1

I am creating a graph that correlates the life expectancy age and the state pension age for each country. I have used web scraping packages to scrape 2 datasets from 2 Wikipedia pages.

One of the datasets contains the column "Country" and the other dataset contains the column "Country and regions". This is a problem because both datasets need to merge but are unbalanced due to the regions in the "Country and regions" column.

To solve this, I need to remove the regions in "Country and regions", before merging the datasets, so it is balanced. I need to find the unmatched data from "Country and regions" with "Country", remove it, and create one data frame with the 2 datasets.

library(xml2)
library(rvest)
library(stringr)

urlLifeExpectancy <- "https://en.wikipedia.org/wiki/List_of_countries_by_life_expectancy"

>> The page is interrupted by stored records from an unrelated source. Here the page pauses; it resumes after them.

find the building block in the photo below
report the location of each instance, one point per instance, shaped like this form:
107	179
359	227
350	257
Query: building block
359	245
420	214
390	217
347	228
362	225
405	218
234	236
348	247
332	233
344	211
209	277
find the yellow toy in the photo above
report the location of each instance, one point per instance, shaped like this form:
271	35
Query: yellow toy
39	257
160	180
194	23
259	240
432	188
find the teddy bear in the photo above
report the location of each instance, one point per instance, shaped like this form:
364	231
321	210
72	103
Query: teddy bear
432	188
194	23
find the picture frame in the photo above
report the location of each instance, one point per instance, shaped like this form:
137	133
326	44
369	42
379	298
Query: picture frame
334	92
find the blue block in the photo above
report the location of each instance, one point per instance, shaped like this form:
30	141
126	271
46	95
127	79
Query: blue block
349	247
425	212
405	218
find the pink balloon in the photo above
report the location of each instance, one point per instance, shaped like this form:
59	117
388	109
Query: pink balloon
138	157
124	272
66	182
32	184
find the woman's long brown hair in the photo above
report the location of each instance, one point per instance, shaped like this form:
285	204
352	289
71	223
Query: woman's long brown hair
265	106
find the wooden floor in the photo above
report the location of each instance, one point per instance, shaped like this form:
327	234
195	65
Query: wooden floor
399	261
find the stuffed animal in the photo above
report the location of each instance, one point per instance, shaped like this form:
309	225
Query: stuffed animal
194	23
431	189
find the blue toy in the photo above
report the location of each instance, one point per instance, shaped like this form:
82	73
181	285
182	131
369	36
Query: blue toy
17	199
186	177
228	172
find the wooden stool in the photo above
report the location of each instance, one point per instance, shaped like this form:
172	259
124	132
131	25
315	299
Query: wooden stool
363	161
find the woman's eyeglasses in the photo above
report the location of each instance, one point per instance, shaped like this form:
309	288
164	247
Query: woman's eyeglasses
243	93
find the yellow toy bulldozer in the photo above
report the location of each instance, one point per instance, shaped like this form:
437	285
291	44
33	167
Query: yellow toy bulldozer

extractedLifeData = urlLifeExpectancy %>%
  read_html() %>%
  html_node(xpath = '//*[@id="mw-content-text"]/div/table[1]') %>%
  html_table(fill = TRUE)

urlPensionAge <- "https://en.wikipedia.org/wiki/Retirement_age#Retirement_age_by_country"

extractedPensionData = urlPensionAge %>%
  read_html() %>%
  html_node(xpath = '//*[@id="mw-content-text"]/div/table[3]') %>%
  html_table(fill = TRUE)
Nick
  • 55
  • 1
  • 7
  • does this help? `merge(extractedLifeData, extractedPensionData, by.y = "Country", by.x = "Country and regions", all = TRUE)` – Ronak Shah May 26 '19 at 11:46
  • This merges the two datasets into one and doesn't remove the regions, it just combines "Country" with Country and regions". Because of this, there will be no pension data for the regions. I am only looking to keep the countries. – Nick May 26 '19 at 11:58
  • I am not clear what your expected output would look like? How many and which columns will it have? `extractedLifeData[extractedLifeData$\`Country and regions\` %in% extractedPensionData$Country, ]` removes the rows which are not present in `Country` column. – Ronak Shah May 26 '19 at 12:03
  • The outcome is meant to display the following columns. "Country", "Men", "Women" (from extractedPensionData), and "Male life expectancy", "Female life expectancy" (from extractedLifeData). – Nick May 26 '19 at 12:09
  • `merge(extractedLifeData[c(1, 5, 7)], extractedPensionData[1:3], by.y = "Country", by.x = "Country and regions")` . this? – Ronak Shah May 26 '19 at 12:16
  • Perfect, if you put it in the answer I'll mark as solved – Nick May 26 '19 at 12:20

2 Answers2

1

We can use join from data.table

library(data.table)
setDT(extractedLifeData[c(1, 5, 7)][extractedPensionDate[1:3],
       on = .(Country = `Country and regions`)]
akrun
  • 874,273
  • 37
  • 540
  • 662
0

We can use merge by selecting the columns which we need from both the datasets

merge(extractedLifeData[c(1, 5, 7)], extractedPensionData[1:3], 
       by.y = "Country", by.x = "Country and regions")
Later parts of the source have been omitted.